Après les deux heures d'UE 7, nous avions eu droit à un cours d'anatomie. J'avais trouvé ça très intéressant, beaucoup plus que tout ce que j'avais pu voir au semestre dernier. J'avais enfin l'impression d'apprendre quelque chose de concret, quelque chose à mon échelle plus exactement : en effet, c'était beaucoup plus facile d'observer le mouvement de ses articulations qu'une cellule en pleine nécrose.

Malo paraissait du même avis que moi. En outre, mon meilleur ami n'avait cessé de dessiner des schémas de manubrium, de côtes ou encore de processus xiphoïde. Léopold avait passé son temps à gribouiller sur son polycopié de l'année dernière, surlignant, entourant les termes importants. Et Alizé n'avait pas arrêté de chercher et de palper les os mentionnés par le professeur.

L'anatomie, c'était presque ludique comme matière. Un peu comme un jeu où on devait mettre chaque forme dans la bonne case. Sauf qu'à la place des cubes en bois et du plateau, on avait des organes et un squelette.

— RU plus BU ? demanda Malo alors que nous arpentions tous les quatre le hall d'entrée de la fac de médecine.

— Bien entendu ! On change pas une équipe qui gagne ! rétorqua Léo en réalisant un high five raté avec le brun. Clélie, Alizé ?

Alizé resserra son manteau contre son torse, le nez enfoui dans son éternelle écharpe. Des papillons et des mitochondries esquissés au stylo bleu parsemaient sa main gauche.

— Sans moi, mais c'est gentil de proposer, avoua Alizé en souriant au blond.

— Travailler en groupe c'est vraiment pas pour moi les gars. Je crois que finalement je bosse mieux quand je suis toute seule, désolée, ajoutai-je en esquissant une grimace, remontant mes lunettes.

Une moue triste se glissa sur le visage ovale du doublant et il papillonna des cils, espérant me faire changer d'avis. Néanmoins, Léo en vint à la conclusion que ses efforts étaient vains et après nous avoir demandées une ultime fois si nous ne voulions vraiment pas venir, les deux garçons s'en étaient allés.
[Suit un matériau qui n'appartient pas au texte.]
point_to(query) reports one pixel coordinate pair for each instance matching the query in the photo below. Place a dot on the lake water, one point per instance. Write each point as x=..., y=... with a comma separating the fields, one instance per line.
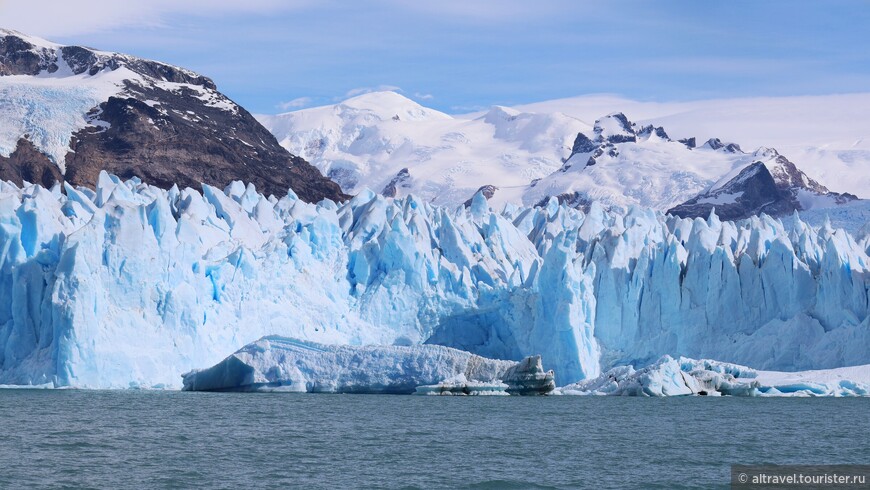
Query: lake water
x=103, y=439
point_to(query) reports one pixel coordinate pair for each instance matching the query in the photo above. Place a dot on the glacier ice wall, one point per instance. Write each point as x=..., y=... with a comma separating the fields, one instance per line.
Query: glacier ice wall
x=131, y=285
Ne restait plus qu'Alizé et moi. Ainsi que la centaine d'autres étudiants qui évoluaient dans le hall.

— Au fait... Je voulais te demander..., commençai-je en serrant les doigts autour de la anse de mon sac.

— Clélie ! Eh Clélie !

Je fronçai les sourcils, étonnée. Qui d'autre que mes amis pouvait connaître mon prénom parmi le restant des PACES ?
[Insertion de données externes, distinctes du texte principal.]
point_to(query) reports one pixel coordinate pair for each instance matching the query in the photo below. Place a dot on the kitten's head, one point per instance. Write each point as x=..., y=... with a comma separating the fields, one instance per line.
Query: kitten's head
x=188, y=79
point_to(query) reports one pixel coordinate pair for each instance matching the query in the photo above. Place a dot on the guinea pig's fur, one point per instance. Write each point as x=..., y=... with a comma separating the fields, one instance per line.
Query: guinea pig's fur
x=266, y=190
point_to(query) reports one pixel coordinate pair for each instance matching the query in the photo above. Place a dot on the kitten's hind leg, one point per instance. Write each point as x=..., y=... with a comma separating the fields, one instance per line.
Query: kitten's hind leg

— Si tu crois pouvoir échapper à ton parrain aussi facilement, tu te trompes.

Achille.

— Mince, faut que je revois mes techniques de fuite alors.
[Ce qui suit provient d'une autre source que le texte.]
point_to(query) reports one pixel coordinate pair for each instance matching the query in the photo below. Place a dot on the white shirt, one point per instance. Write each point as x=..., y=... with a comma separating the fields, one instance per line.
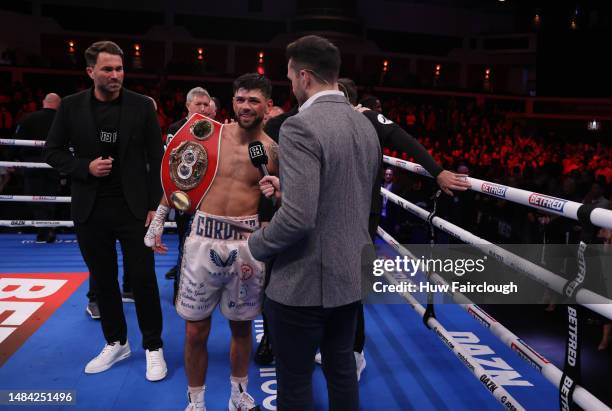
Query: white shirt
x=312, y=98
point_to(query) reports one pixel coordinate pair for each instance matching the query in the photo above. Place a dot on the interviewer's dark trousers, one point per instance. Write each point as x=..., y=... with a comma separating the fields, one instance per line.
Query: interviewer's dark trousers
x=112, y=220
x=296, y=333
Achille ricana suite à ma remarque et nous salua toutes les deux. Enfin, me fit la bise et se contenta d'un hochement de tête en direction d'Alizé. Achille et Alizé n'avaient jamais accroché, allez savoir pourquoi.

— Alors tes vacances ? Ça s'est bien passé ? J'espère que tu t'es bien éclatée et que t'en as profité avant d'attaquer ce nouveau semestre !

— Tu sais, y a pas grand chose à faire par chez moi l'hiver, c'est plus l'été que c'est animé, avec le lac et tout. Mais sinon, oui. Je me suis bien amusée, affirmai-je en me balançant nerveusement d'un pied sur l'autre.

Même si mon cœur penchait pour Anh, je ne pouvais l'empêcher d'osciller également pour Achille. C'était comme un ressort que l'on tirait d'un côté et qui rebondissait de l'autre. Quand j'étais avec Anh, je devenais toute rouge et mon cœur s'emballait. Alors qu'une fois devant Achille, mes entrailles se tordaient et j'avais de la difficulté à m'exprimer.

"Ce n'est pas en PACES que vous trouverez votre Don Juan" avait dit Monsieur Verneuil. Est-ce que les deuxièmes années étaient comptés dans le lot ?

— Et ton concours ? Mis à part ton classement, ça s'est passé comment tes épreuves ?

— J'ai faim, Clélie. Je te laisse, informa tout à coup Alizé, déjà prête à s'en aller.

J'aurais souhaité la retenir, lui demander de m'attendre ou écourter ma discussion avec Achille pour la raccompagner et lui parler. Néanmoins, la blonde en avait décidé autrement et avant que je ne puisse faire quoique ce soit, sa silhouette fluette fuyait déjà.

Je me pinçai les lèvres, me disant que ce ne serait pas cette fois que je saurai ce qui se trame avec Alizé, et reportai mon attention sur Achille.

— Bah les épreuves écoute...

Et je m'étais mise à tout lui raconter.